Varicose veins are visible, bluish veins (usually found on the legs) that have become enlarged and twisted due to damage to the valve leaflets that prevent deoxygenated blood from flowing back. This condition is exacerbated if the walls of the veins become weakened, such as through hereditary and lifestyle factors, as well as hormonal imbalances for women.
Due to the nature of varicose veins, those that have them need to be gentle cleaning the area where varicose veins are so as not to break the skin (which is more fragile in these areas, and be aware of the risk of blood clot formation. Blood clot formation includes superficial thrombophlebitis and deep vein thrombosis.
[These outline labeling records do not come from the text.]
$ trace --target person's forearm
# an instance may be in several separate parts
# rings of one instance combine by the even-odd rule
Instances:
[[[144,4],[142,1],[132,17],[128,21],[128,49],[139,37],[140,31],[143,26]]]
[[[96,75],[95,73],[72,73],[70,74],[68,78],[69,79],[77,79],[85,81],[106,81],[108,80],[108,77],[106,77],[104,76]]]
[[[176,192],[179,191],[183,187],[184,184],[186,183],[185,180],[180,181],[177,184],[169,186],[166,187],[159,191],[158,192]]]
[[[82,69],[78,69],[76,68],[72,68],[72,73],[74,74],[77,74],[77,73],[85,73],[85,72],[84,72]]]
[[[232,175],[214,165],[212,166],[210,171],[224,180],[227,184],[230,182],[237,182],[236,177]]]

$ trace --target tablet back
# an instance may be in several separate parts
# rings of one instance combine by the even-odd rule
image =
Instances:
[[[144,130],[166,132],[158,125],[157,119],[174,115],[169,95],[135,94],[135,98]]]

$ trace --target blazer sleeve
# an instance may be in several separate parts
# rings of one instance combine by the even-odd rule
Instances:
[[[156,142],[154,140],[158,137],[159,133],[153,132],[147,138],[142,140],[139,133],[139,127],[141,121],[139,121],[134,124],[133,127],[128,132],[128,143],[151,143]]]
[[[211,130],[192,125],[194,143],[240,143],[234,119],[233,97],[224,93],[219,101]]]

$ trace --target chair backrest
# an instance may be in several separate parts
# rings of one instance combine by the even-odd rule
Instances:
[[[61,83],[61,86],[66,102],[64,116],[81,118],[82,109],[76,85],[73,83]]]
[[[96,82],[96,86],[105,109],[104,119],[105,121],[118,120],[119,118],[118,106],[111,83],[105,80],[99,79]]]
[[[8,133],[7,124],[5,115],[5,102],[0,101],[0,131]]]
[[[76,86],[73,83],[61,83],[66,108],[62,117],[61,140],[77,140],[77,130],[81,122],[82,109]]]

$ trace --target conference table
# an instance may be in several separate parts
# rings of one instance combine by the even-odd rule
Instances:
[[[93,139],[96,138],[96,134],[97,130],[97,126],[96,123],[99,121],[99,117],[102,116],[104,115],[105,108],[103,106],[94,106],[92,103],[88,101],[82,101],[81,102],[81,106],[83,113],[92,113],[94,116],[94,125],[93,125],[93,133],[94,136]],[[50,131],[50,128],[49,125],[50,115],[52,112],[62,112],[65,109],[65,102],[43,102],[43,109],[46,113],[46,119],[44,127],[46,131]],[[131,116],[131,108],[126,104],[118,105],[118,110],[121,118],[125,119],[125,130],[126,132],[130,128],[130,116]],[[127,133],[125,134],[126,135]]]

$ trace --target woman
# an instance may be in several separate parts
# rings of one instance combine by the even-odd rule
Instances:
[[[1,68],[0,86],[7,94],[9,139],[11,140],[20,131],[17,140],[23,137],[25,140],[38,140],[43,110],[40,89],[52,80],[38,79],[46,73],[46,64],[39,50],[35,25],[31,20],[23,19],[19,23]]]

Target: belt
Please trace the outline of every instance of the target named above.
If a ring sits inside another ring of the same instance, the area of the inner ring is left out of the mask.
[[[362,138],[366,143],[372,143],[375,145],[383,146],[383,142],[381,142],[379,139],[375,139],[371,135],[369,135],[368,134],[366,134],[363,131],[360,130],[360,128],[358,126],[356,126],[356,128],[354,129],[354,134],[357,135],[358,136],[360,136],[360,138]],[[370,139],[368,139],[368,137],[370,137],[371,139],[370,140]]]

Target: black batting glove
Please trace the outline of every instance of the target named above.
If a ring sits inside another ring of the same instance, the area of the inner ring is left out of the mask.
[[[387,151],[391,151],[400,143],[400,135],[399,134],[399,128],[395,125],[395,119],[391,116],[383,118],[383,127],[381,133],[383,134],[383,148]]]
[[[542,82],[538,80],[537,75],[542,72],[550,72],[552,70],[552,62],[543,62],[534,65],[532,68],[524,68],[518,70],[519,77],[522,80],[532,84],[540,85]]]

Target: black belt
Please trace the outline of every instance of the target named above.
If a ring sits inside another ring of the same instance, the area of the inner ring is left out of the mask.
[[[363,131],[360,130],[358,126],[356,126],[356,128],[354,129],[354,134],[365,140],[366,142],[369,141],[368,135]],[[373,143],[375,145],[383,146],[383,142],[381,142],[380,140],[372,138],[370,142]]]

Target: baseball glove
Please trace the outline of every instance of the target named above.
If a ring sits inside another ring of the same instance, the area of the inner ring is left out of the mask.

Treatment for varicose veins includes compression stockings, which help to prevent accumulation of fluids in your legs and feet, and sclerotherapy, which is performed with no anaesthesia by a doctor that injects each varicose vein with a chemical that causes the vein walls to swell so much they stick together and then permanently seal shut.
You can prevent varicose veins, even if they run in your family, by regular exercise that gets your legs moving and creates a blood pump in the leg muscles.
This includes walking, running, and not sitting or standing in one place too long. In addition, losing weight can remove a lot of pressure from the leg, hastening the formation of varicose veins, and not crossing your legs when you sit can also help prevent varicose veins.